With a great yawn he sank into a chair.
Farnsworth busied himself about the desk and Darwin’s head began to sink toward his chest. Lower and lower it drooped and finally a gentle snore escaped his lips.
The sudden ringing of the telephone bell brought him to his feet.
Farnsworth lifted the receiver and listened, while Darwin leaned forward.
“That same laugh,” he whispered.
Farnsworth worked the hook.
“Where did that call come from, central?” he asked.
“What!” he exclaimed, after a moment of silence.
He replaced the receiver slowly.
“What did she say?” asked Darwin tensely.
“She said there wasn’t any call.”
“She said there wasn’t any call?”
“None showed on her board.”
“Jeez, inspector, I’m hard-boiled but I can feel prickles on me! This whole damn’ thing’s spooky. You get that laugh at headquarters. I think somebody’s kiddin’, but you turn up a dead girl in Horace G. Thompson’s office. We’re lookin’ at that dead girl. The phone rings. You get that laugh again. Then the lights go out. And right in broad daylight you get that laugh again and central tells you there ain’t no call!”
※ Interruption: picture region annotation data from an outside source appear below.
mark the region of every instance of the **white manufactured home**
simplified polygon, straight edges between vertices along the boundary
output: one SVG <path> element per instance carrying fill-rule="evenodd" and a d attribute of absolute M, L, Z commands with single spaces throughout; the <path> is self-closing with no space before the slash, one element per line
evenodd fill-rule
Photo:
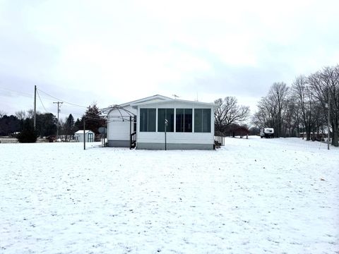
<path fill-rule="evenodd" d="M 106 109 L 110 147 L 199 149 L 214 147 L 214 104 L 162 95 Z"/>

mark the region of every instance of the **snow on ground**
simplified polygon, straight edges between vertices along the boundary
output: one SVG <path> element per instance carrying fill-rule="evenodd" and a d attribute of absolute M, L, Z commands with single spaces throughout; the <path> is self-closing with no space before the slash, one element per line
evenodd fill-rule
<path fill-rule="evenodd" d="M 326 144 L 1 144 L 0 155 L 0 253 L 339 253 L 339 150 Z"/>

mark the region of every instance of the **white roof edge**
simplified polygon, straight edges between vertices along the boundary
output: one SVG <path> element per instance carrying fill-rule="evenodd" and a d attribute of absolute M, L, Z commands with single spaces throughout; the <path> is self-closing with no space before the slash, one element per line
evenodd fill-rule
<path fill-rule="evenodd" d="M 93 132 L 94 133 L 94 131 L 92 131 L 90 130 L 85 130 L 85 133 L 88 133 L 88 132 Z M 78 133 L 83 133 L 83 130 L 79 130 L 78 131 L 76 131 L 74 134 L 78 134 Z"/>
<path fill-rule="evenodd" d="M 140 102 L 140 103 L 133 103 L 131 106 L 141 106 L 141 105 L 148 105 L 153 104 L 162 104 L 166 102 L 184 102 L 184 103 L 193 103 L 196 104 L 201 104 L 201 105 L 206 105 L 206 106 L 213 106 L 215 107 L 215 104 L 213 102 L 196 102 L 196 101 L 189 101 L 186 99 L 170 99 L 162 102 Z"/>

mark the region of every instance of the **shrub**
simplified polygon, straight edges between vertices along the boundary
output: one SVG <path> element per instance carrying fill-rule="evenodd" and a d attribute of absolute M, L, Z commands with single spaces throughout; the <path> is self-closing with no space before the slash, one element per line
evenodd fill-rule
<path fill-rule="evenodd" d="M 30 119 L 27 119 L 23 123 L 23 130 L 18 135 L 18 140 L 20 143 L 35 143 L 37 138 Z"/>

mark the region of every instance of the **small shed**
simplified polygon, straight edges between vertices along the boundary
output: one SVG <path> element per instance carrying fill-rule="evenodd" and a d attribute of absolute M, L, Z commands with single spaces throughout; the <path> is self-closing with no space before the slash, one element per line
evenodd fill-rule
<path fill-rule="evenodd" d="M 90 130 L 85 130 L 85 142 L 94 142 L 95 133 Z M 83 130 L 79 130 L 74 133 L 74 140 L 83 142 Z"/>

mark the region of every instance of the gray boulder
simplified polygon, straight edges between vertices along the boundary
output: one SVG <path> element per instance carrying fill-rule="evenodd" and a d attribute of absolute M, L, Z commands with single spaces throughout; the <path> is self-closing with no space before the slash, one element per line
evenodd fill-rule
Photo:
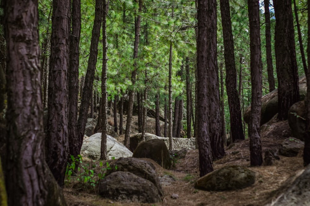
<path fill-rule="evenodd" d="M 133 157 L 149 158 L 166 169 L 171 166 L 171 161 L 167 146 L 164 141 L 158 139 L 143 142 L 134 151 Z"/>
<path fill-rule="evenodd" d="M 294 137 L 287 138 L 281 144 L 279 154 L 286 157 L 296 157 L 304 145 L 304 142 Z"/>
<path fill-rule="evenodd" d="M 100 158 L 101 147 L 101 133 L 96 133 L 84 138 L 81 153 L 91 159 L 98 159 Z M 132 153 L 126 147 L 109 135 L 107 135 L 107 151 L 108 159 L 132 156 Z"/>
<path fill-rule="evenodd" d="M 304 101 L 295 103 L 289 110 L 288 120 L 292 129 L 292 135 L 302 141 L 305 141 L 306 112 Z"/>
<path fill-rule="evenodd" d="M 200 178 L 195 187 L 207 191 L 225 191 L 245 188 L 255 182 L 255 172 L 246 167 L 232 165 Z"/>
<path fill-rule="evenodd" d="M 161 201 L 157 188 L 151 182 L 128 172 L 113 172 L 99 183 L 99 194 L 125 202 L 153 203 Z"/>

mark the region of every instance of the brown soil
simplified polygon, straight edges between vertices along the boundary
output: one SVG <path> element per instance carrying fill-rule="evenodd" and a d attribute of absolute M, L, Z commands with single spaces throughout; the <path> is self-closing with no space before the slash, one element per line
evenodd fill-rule
<path fill-rule="evenodd" d="M 277 123 L 277 124 L 279 123 Z M 286 126 L 279 127 L 283 131 Z M 276 150 L 286 137 L 276 135 L 276 132 L 262 132 L 263 153 L 267 149 Z M 250 162 L 248 140 L 235 143 L 226 148 L 226 155 L 223 159 L 214 162 L 215 170 L 227 165 L 237 165 L 248 167 L 256 173 L 256 180 L 253 185 L 237 191 L 208 192 L 194 188 L 195 181 L 199 177 L 197 150 L 189 150 L 184 159 L 174 161 L 174 166 L 165 170 L 150 160 L 155 165 L 159 176 L 169 175 L 175 180 L 170 185 L 163 187 L 165 195 L 162 202 L 153 204 L 129 204 L 117 202 L 103 198 L 98 195 L 96 189 L 85 188 L 72 182 L 64 189 L 65 196 L 69 205 L 264 205 L 270 203 L 276 196 L 289 186 L 304 168 L 302 155 L 288 158 L 280 156 L 272 166 L 251 167 Z M 99 161 L 88 162 L 99 165 Z M 87 162 L 87 161 L 85 161 Z M 83 163 L 84 164 L 84 163 Z M 95 170 L 98 168 L 94 169 Z M 171 198 L 173 194 L 179 198 Z"/>

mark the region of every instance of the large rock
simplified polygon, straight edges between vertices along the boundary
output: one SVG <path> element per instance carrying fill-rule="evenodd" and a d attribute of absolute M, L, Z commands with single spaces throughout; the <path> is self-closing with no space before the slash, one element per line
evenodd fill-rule
<path fill-rule="evenodd" d="M 169 152 L 165 142 L 158 139 L 150 140 L 143 142 L 134 151 L 133 157 L 149 158 L 166 169 L 171 166 Z"/>
<path fill-rule="evenodd" d="M 85 127 L 85 134 L 86 136 L 90 137 L 94 134 L 97 123 L 97 120 L 95 119 L 91 118 L 87 119 L 86 126 Z"/>
<path fill-rule="evenodd" d="M 101 147 L 101 133 L 96 133 L 84 138 L 81 153 L 91 159 L 98 159 L 100 158 Z M 108 159 L 132 156 L 132 153 L 126 147 L 109 135 L 107 135 L 107 152 Z"/>
<path fill-rule="evenodd" d="M 295 103 L 289 110 L 288 120 L 292 136 L 302 141 L 305 141 L 306 112 L 304 101 Z"/>
<path fill-rule="evenodd" d="M 99 183 L 99 194 L 104 197 L 125 202 L 153 203 L 161 200 L 152 182 L 131 172 L 118 171 Z"/>
<path fill-rule="evenodd" d="M 140 143 L 143 141 L 142 134 L 142 133 L 139 133 L 130 137 L 129 149 L 131 151 L 134 150 Z M 163 141 L 167 145 L 167 147 L 169 148 L 169 138 L 168 137 L 162 137 L 152 134 L 145 133 L 144 138 L 145 141 L 155 139 Z M 195 149 L 196 139 L 195 138 L 173 138 L 172 140 L 173 141 L 173 149 L 180 150 L 182 149 Z"/>
<path fill-rule="evenodd" d="M 292 186 L 270 206 L 310 205 L 310 165 L 293 182 Z"/>
<path fill-rule="evenodd" d="M 300 100 L 303 100 L 307 95 L 307 81 L 306 76 L 299 78 L 299 94 Z M 249 124 L 250 120 L 251 105 L 249 106 L 244 112 L 243 118 L 245 121 Z M 262 98 L 262 116 L 261 125 L 266 123 L 278 113 L 278 89 Z"/>
<path fill-rule="evenodd" d="M 150 162 L 134 158 L 121 158 L 111 163 L 110 166 L 111 169 L 107 171 L 106 176 L 116 171 L 131 172 L 152 182 L 158 189 L 158 194 L 162 196 L 163 196 L 162 189 L 155 170 L 155 167 Z"/>
<path fill-rule="evenodd" d="M 255 182 L 255 172 L 244 167 L 232 165 L 201 177 L 195 187 L 207 191 L 225 191 L 245 188 Z"/>
<path fill-rule="evenodd" d="M 304 142 L 300 140 L 293 137 L 287 138 L 281 144 L 279 153 L 286 157 L 296 157 L 304 145 Z"/>

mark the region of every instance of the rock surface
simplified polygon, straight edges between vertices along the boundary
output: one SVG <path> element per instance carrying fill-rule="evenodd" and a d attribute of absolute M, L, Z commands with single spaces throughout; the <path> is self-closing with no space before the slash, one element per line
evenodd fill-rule
<path fill-rule="evenodd" d="M 207 191 L 225 191 L 245 188 L 255 182 L 255 173 L 236 165 L 226 166 L 197 180 L 196 189 Z"/>
<path fill-rule="evenodd" d="M 100 158 L 101 133 L 96 133 L 83 140 L 81 153 L 89 158 L 98 159 Z M 109 135 L 107 135 L 107 151 L 108 159 L 132 156 L 132 153 L 122 144 Z"/>
<path fill-rule="evenodd" d="M 99 183 L 98 191 L 104 197 L 125 202 L 153 203 L 161 200 L 153 183 L 131 172 L 118 171 Z"/>
<path fill-rule="evenodd" d="M 279 153 L 286 157 L 296 157 L 304 145 L 304 142 L 294 137 L 287 138 L 281 144 Z"/>
<path fill-rule="evenodd" d="M 162 140 L 155 139 L 141 142 L 134 151 L 132 157 L 149 158 L 165 169 L 169 169 L 171 166 L 169 152 Z"/>

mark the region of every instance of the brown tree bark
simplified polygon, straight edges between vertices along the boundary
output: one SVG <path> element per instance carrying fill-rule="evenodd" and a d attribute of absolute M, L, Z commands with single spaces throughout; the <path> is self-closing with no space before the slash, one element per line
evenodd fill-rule
<path fill-rule="evenodd" d="M 260 48 L 260 31 L 259 2 L 248 0 L 250 28 L 251 82 L 252 102 L 251 119 L 249 124 L 251 165 L 263 163 L 262 143 L 259 134 L 262 91 L 263 70 Z"/>
<path fill-rule="evenodd" d="M 299 24 L 299 20 L 298 19 L 298 14 L 297 12 L 297 6 L 296 6 L 296 0 L 293 0 L 293 1 L 294 2 L 294 11 L 295 12 L 295 18 L 296 19 L 297 31 L 298 34 L 298 41 L 299 42 L 299 48 L 300 50 L 300 54 L 301 55 L 301 60 L 303 62 L 303 71 L 305 72 L 305 74 L 307 75 L 308 70 L 307 64 L 306 62 L 305 52 L 303 49 L 303 39 L 302 38 L 301 32 L 300 31 L 300 25 Z"/>
<path fill-rule="evenodd" d="M 4 11 L 8 204 L 65 205 L 45 162 L 38 2 L 7 1 Z"/>
<path fill-rule="evenodd" d="M 85 127 L 87 121 L 87 116 L 89 108 L 90 100 L 91 98 L 91 90 L 95 78 L 96 64 L 98 54 L 98 43 L 100 36 L 102 15 L 102 1 L 96 0 L 95 19 L 91 40 L 90 52 L 88 58 L 88 64 L 85 77 L 83 91 L 81 91 L 82 98 L 81 108 L 78 120 L 78 141 L 76 144 L 77 145 L 77 147 L 78 148 L 79 153 L 83 143 L 83 139 L 85 133 Z M 102 124 L 104 124 L 103 122 Z"/>
<path fill-rule="evenodd" d="M 273 0 L 276 16 L 275 48 L 278 77 L 278 119 L 287 119 L 289 109 L 299 100 L 298 74 L 290 0 Z"/>
<path fill-rule="evenodd" d="M 104 0 L 102 6 L 102 42 L 103 43 L 103 58 L 102 59 L 102 72 L 101 73 L 101 91 L 102 97 L 102 105 L 101 108 L 101 146 L 100 148 L 100 159 L 105 160 L 107 158 L 107 104 L 108 96 L 107 92 L 107 52 L 108 50 L 107 44 L 107 14 L 108 8 L 107 0 Z M 114 101 L 115 101 L 114 100 Z M 114 105 L 115 105 L 114 103 Z M 116 111 L 114 111 L 114 113 Z"/>
<path fill-rule="evenodd" d="M 226 69 L 226 89 L 230 115 L 231 133 L 233 142 L 237 140 L 244 140 L 245 138 L 242 128 L 240 101 L 237 90 L 237 77 L 229 1 L 220 0 L 220 3 Z"/>
<path fill-rule="evenodd" d="M 159 122 L 159 94 L 156 94 L 155 98 L 155 128 L 157 136 L 161 137 L 160 124 Z"/>
<path fill-rule="evenodd" d="M 216 0 L 198 1 L 197 18 L 197 139 L 201 177 L 213 170 L 207 111 L 209 68 L 216 66 Z"/>
<path fill-rule="evenodd" d="M 191 77 L 189 76 L 189 63 L 188 57 L 186 57 L 185 69 L 186 73 L 186 135 L 188 138 L 192 137 L 192 90 Z"/>
<path fill-rule="evenodd" d="M 72 2 L 72 30 L 70 35 L 69 67 L 69 119 L 68 130 L 70 154 L 77 157 L 81 148 L 77 144 L 78 136 L 78 68 L 79 65 L 79 44 L 81 36 L 81 0 Z"/>
<path fill-rule="evenodd" d="M 68 70 L 70 9 L 69 0 L 54 0 L 49 75 L 46 162 L 64 186 L 69 155 Z"/>
<path fill-rule="evenodd" d="M 135 0 L 138 3 L 138 0 Z M 138 58 L 138 47 L 140 40 L 140 26 L 141 23 L 141 16 L 139 14 L 142 11 L 142 0 L 139 0 L 139 9 L 138 12 L 135 12 L 135 42 L 134 44 L 133 59 L 135 61 Z M 134 66 L 135 69 L 131 73 L 131 83 L 133 86 L 135 84 L 136 76 L 137 75 L 137 65 L 135 63 Z M 125 131 L 125 137 L 124 145 L 127 148 L 129 147 L 130 131 L 131 125 L 131 119 L 132 118 L 132 110 L 134 105 L 134 95 L 135 92 L 132 88 L 129 90 L 129 99 L 128 103 L 128 112 L 127 114 L 127 120 L 126 124 L 126 130 Z"/>
<path fill-rule="evenodd" d="M 264 0 L 265 5 L 265 36 L 266 38 L 266 58 L 267 60 L 267 71 L 269 84 L 269 92 L 275 89 L 273 67 L 272 66 L 272 55 L 271 54 L 271 35 L 270 34 L 270 16 L 269 11 L 269 0 Z"/>

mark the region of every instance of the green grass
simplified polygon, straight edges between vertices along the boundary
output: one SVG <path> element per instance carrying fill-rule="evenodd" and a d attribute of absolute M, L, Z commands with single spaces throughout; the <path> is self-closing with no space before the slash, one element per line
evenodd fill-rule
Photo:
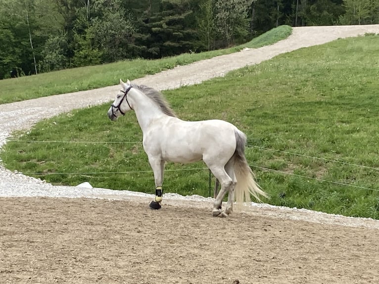
<path fill-rule="evenodd" d="M 340 39 L 164 94 L 183 119 L 224 119 L 247 134 L 254 147 L 246 149 L 246 157 L 259 167 L 254 169 L 258 183 L 271 195 L 265 202 L 379 219 L 378 53 L 379 36 Z M 108 108 L 75 110 L 14 137 L 96 143 L 9 142 L 1 154 L 4 164 L 39 173 L 31 175 L 53 184 L 88 181 L 96 187 L 152 193 L 153 175 L 144 172 L 151 170 L 142 144 L 124 142 L 142 141 L 135 115 L 112 122 Z M 191 170 L 203 167 L 168 164 L 165 192 L 208 196 L 208 172 Z"/>
<path fill-rule="evenodd" d="M 0 80 L 0 104 L 112 86 L 118 84 L 120 78 L 131 80 L 178 65 L 235 52 L 245 47 L 271 45 L 285 39 L 291 33 L 292 28 L 289 26 L 281 26 L 244 45 L 224 49 L 157 60 L 127 60 Z"/>

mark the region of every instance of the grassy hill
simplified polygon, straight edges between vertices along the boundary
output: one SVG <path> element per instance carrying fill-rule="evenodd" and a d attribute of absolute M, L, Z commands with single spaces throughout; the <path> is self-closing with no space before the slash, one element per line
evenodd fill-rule
<path fill-rule="evenodd" d="M 164 94 L 183 119 L 224 119 L 247 134 L 247 160 L 271 195 L 265 202 L 379 219 L 379 36 L 340 39 Z M 70 142 L 9 142 L 4 163 L 53 184 L 152 193 L 135 116 L 112 122 L 108 107 L 75 110 L 18 134 Z M 165 191 L 208 196 L 204 167 L 168 164 Z"/>

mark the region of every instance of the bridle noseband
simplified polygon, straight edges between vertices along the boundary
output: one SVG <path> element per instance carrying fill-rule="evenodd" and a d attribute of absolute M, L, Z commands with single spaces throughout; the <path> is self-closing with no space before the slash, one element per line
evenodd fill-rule
<path fill-rule="evenodd" d="M 122 98 L 121 98 L 121 100 L 120 100 L 120 102 L 118 103 L 118 104 L 116 105 L 114 105 L 113 103 L 111 105 L 111 107 L 112 108 L 112 114 L 113 115 L 113 116 L 115 117 L 117 117 L 117 116 L 116 115 L 116 114 L 114 113 L 114 110 L 113 109 L 113 108 L 116 109 L 116 110 L 117 111 L 118 110 L 118 111 L 122 114 L 123 115 L 125 115 L 125 113 L 122 110 L 121 110 L 121 109 L 120 108 L 120 106 L 121 105 L 121 103 L 122 103 L 122 101 L 124 100 L 124 98 L 125 98 L 125 100 L 126 100 L 126 102 L 128 103 L 128 105 L 129 106 L 129 107 L 131 109 L 133 109 L 132 108 L 132 107 L 130 106 L 130 104 L 129 104 L 129 102 L 128 101 L 128 98 L 126 97 L 126 94 L 128 94 L 128 92 L 130 91 L 130 89 L 132 89 L 132 87 L 131 86 L 130 86 L 129 87 L 126 89 L 126 91 L 124 92 L 123 91 L 121 90 L 121 92 L 124 93 L 124 95 L 122 97 Z"/>

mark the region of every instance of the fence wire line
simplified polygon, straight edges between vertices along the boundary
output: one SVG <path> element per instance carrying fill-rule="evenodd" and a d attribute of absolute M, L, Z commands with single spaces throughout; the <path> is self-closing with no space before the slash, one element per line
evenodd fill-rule
<path fill-rule="evenodd" d="M 184 171 L 193 171 L 198 170 L 207 170 L 208 168 L 193 168 L 191 169 L 176 169 L 175 170 L 165 170 L 165 172 L 179 172 Z M 153 173 L 150 171 L 130 171 L 129 172 L 57 172 L 57 173 L 33 173 L 33 172 L 21 172 L 19 173 L 23 175 L 96 175 L 96 174 L 137 174 L 139 173 Z"/>
<path fill-rule="evenodd" d="M 141 141 L 119 141 L 119 142 L 106 142 L 106 141 L 37 141 L 34 140 L 8 140 L 8 141 L 10 142 L 24 142 L 27 143 L 82 143 L 82 144 L 120 144 L 120 143 L 142 143 Z M 290 155 L 294 155 L 295 156 L 300 156 L 301 157 L 305 157 L 306 158 L 311 158 L 312 159 L 316 159 L 317 160 L 321 160 L 322 161 L 325 161 L 326 162 L 332 162 L 333 163 L 338 163 L 339 164 L 342 164 L 344 165 L 348 165 L 349 166 L 354 166 L 355 167 L 360 167 L 361 168 L 364 168 L 366 169 L 370 169 L 371 170 L 375 170 L 376 171 L 379 171 L 379 168 L 375 168 L 374 167 L 369 167 L 368 166 L 364 166 L 363 165 L 358 165 L 357 164 L 352 164 L 351 163 L 347 163 L 346 162 L 341 162 L 340 161 L 337 161 L 336 160 L 330 160 L 329 159 L 325 159 L 325 158 L 320 158 L 319 157 L 315 157 L 313 156 L 310 156 L 309 155 L 305 155 L 303 154 L 299 154 L 298 153 L 294 153 L 293 152 L 288 152 L 287 151 L 282 151 L 281 150 L 276 150 L 275 149 L 271 149 L 271 148 L 266 148 L 265 147 L 262 147 L 261 146 L 255 146 L 254 145 L 250 145 L 247 144 L 246 145 L 248 147 L 252 148 L 257 148 L 261 149 L 262 150 L 266 150 L 267 151 L 272 151 L 273 152 L 278 152 L 280 153 L 283 153 L 284 154 L 288 154 Z"/>
<path fill-rule="evenodd" d="M 101 141 L 93 141 L 93 142 L 88 142 L 88 141 L 33 141 L 33 140 L 8 140 L 10 142 L 40 142 L 40 143 L 142 143 L 141 141 L 125 141 L 125 142 L 101 142 Z M 314 157 L 312 156 L 309 156 L 308 155 L 304 155 L 302 154 L 298 154 L 297 153 L 293 153 L 291 152 L 287 152 L 286 151 L 282 151 L 280 150 L 276 150 L 275 149 L 271 149 L 269 148 L 265 148 L 264 147 L 261 147 L 260 146 L 255 146 L 253 145 L 249 145 L 247 144 L 247 146 L 254 147 L 254 148 L 257 148 L 259 149 L 263 149 L 263 150 L 266 150 L 269 151 L 273 151 L 275 152 L 279 152 L 285 154 L 289 154 L 291 155 L 295 155 L 297 156 L 300 156 L 303 157 L 305 157 L 307 158 L 311 158 L 313 159 L 317 159 L 319 160 L 322 160 L 326 161 L 328 162 L 332 162 L 334 163 L 338 163 L 340 164 L 343 164 L 346 165 L 349 165 L 350 166 L 354 166 L 357 167 L 361 167 L 362 168 L 367 168 L 367 169 L 371 169 L 376 170 L 379 170 L 379 169 L 377 168 L 374 168 L 372 167 L 368 167 L 367 166 L 363 166 L 362 165 L 357 165 L 355 164 L 352 164 L 350 163 L 347 163 L 345 162 L 340 162 L 339 161 L 336 161 L 335 160 L 330 160 L 328 159 L 325 159 L 324 158 L 319 158 L 318 157 Z M 365 187 L 361 187 L 359 186 L 354 186 L 354 185 L 350 185 L 349 184 L 345 184 L 343 183 L 340 183 L 339 182 L 333 182 L 332 181 L 328 181 L 327 180 L 323 180 L 322 179 L 319 179 L 317 178 L 312 178 L 310 177 L 307 177 L 306 176 L 302 176 L 301 175 L 298 175 L 297 174 L 293 174 L 292 173 L 287 173 L 286 172 L 283 172 L 282 171 L 278 171 L 278 170 L 274 170 L 272 169 L 269 169 L 268 168 L 265 168 L 263 167 L 260 167 L 259 166 L 255 166 L 253 165 L 249 165 L 250 167 L 253 167 L 254 168 L 256 168 L 257 169 L 260 169 L 261 170 L 264 170 L 266 171 L 269 171 L 272 172 L 275 172 L 276 173 L 279 173 L 282 174 L 285 174 L 285 175 L 289 175 L 291 176 L 294 176 L 296 177 L 298 177 L 300 178 L 303 178 L 305 179 L 308 179 L 311 180 L 314 180 L 316 181 L 318 181 L 322 182 L 325 182 L 325 183 L 329 183 L 331 184 L 334 184 L 336 185 L 339 185 L 340 186 L 344 186 L 346 187 L 350 187 L 352 188 L 355 188 L 358 189 L 367 189 L 367 190 L 374 190 L 376 191 L 379 191 L 379 189 L 371 189 L 370 188 L 366 188 Z M 208 169 L 208 168 L 193 168 L 193 169 L 175 169 L 175 170 L 165 170 L 166 172 L 175 172 L 175 171 L 191 171 L 191 170 L 204 170 L 204 169 Z M 95 174 L 135 174 L 135 173 L 152 173 L 153 172 L 152 171 L 129 171 L 129 172 L 88 172 L 88 173 L 64 173 L 64 172 L 61 172 L 61 173 L 32 173 L 32 172 L 25 172 L 25 173 L 22 173 L 22 174 L 26 174 L 26 175 L 95 175 Z"/>
<path fill-rule="evenodd" d="M 281 174 L 284 174 L 286 175 L 289 175 L 290 176 L 294 176 L 295 177 L 299 177 L 300 178 L 304 178 L 305 179 L 309 179 L 311 180 L 315 180 L 319 181 L 320 182 L 323 182 L 325 183 L 330 183 L 331 184 L 335 184 L 336 185 L 339 185 L 340 186 L 345 186 L 346 187 L 351 187 L 352 188 L 356 188 L 358 189 L 368 189 L 370 190 L 374 190 L 375 191 L 379 191 L 379 189 L 371 189 L 370 188 L 366 188 L 365 187 L 360 187 L 359 186 L 354 186 L 354 185 L 350 185 L 349 184 L 344 184 L 343 183 L 340 183 L 339 182 L 333 182 L 332 181 L 328 181 L 327 180 L 323 180 L 322 179 L 318 179 L 317 178 L 312 178 L 311 177 L 307 177 L 306 176 L 302 176 L 301 175 L 298 175 L 297 174 L 293 174 L 292 173 L 286 173 L 285 172 L 283 172 L 282 171 L 278 171 L 278 170 L 273 170 L 272 169 L 269 169 L 268 168 L 264 168 L 263 167 L 259 167 L 258 166 L 254 166 L 252 165 L 249 165 L 250 167 L 253 167 L 257 168 L 257 169 L 260 169 L 261 170 L 264 170 L 266 171 L 270 171 L 271 172 L 275 172 L 276 173 L 279 173 Z"/>
<path fill-rule="evenodd" d="M 7 140 L 9 142 L 24 142 L 25 143 L 67 143 L 81 144 L 120 144 L 129 143 L 142 143 L 141 141 L 46 141 L 36 140 Z"/>
<path fill-rule="evenodd" d="M 303 154 L 298 154 L 297 153 L 292 153 L 292 152 L 287 152 L 286 151 L 281 151 L 281 150 L 276 150 L 275 149 L 271 149 L 270 148 L 265 148 L 264 147 L 261 147 L 260 146 L 254 146 L 254 145 L 247 145 L 249 147 L 254 148 L 258 148 L 258 149 L 262 149 L 263 150 L 267 150 L 268 151 L 273 151 L 274 152 L 279 152 L 280 153 L 284 153 L 284 154 L 289 154 L 290 155 L 295 155 L 296 156 L 300 156 L 301 157 L 305 157 L 306 158 L 312 158 L 312 159 L 317 159 L 318 160 L 322 160 L 326 162 L 332 162 L 333 163 L 338 163 L 339 164 L 343 164 L 344 165 L 349 165 L 350 166 L 355 166 L 356 167 L 361 167 L 362 168 L 365 168 L 366 169 L 370 169 L 371 170 L 376 170 L 379 171 L 379 168 L 374 168 L 373 167 L 369 167 L 368 166 L 364 166 L 362 165 L 358 165 L 356 164 L 352 164 L 351 163 L 347 163 L 346 162 L 341 162 L 340 161 L 337 161 L 336 160 L 330 160 L 329 159 L 325 159 L 324 158 L 319 158 L 318 157 L 314 157 L 313 156 L 309 156 L 308 155 L 304 155 Z"/>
“I wonder where Starr keeps his book?”
“What book?”
“The one he said he kept the names of the scrub women in.”
“If he’d had a book, we’d found it. He was just ravin’.”
“We haven’t found how that body was brought up here.”
“Starr’s the answer.”
“Do you really think so?”
“Sure I do.”
“Why would he kill that girl and hide her body in the desk of his employer?”
“He’s crazy, and a crazy man’s liable to do anything. Only a crazy man’d try to throw himself outta a six-story winda.”
“You think Starr’s the murderer?”
“I’m too old a dick to go that far at this stage of the game. But I’ll say it was an inside job! Mebbe Starr didn’t kill her, but he’s got guilty knowledge. He either run the body up here on that elevator, or carried it up the stairway. He’s strong ’nough to do that easy.”
“That body wasn’t brought up here on the elevator and it wasn’t carried up the stairway.”
“How’d it get here then — airplane?”
“We found all the doors of this building locked. Starr was on duty in the lobby. Nobody could have entered unless he knew it.”
“That’s what I say — he knew it.”
The inspector shook his head dubiously.
“On the way over here, you said you knew Horace G. Thompson.”
“I said I knew him when I seen him. I don’t see him very often. He’s outta town a lot. His old man left him ’nough dough so he don’t need to work.”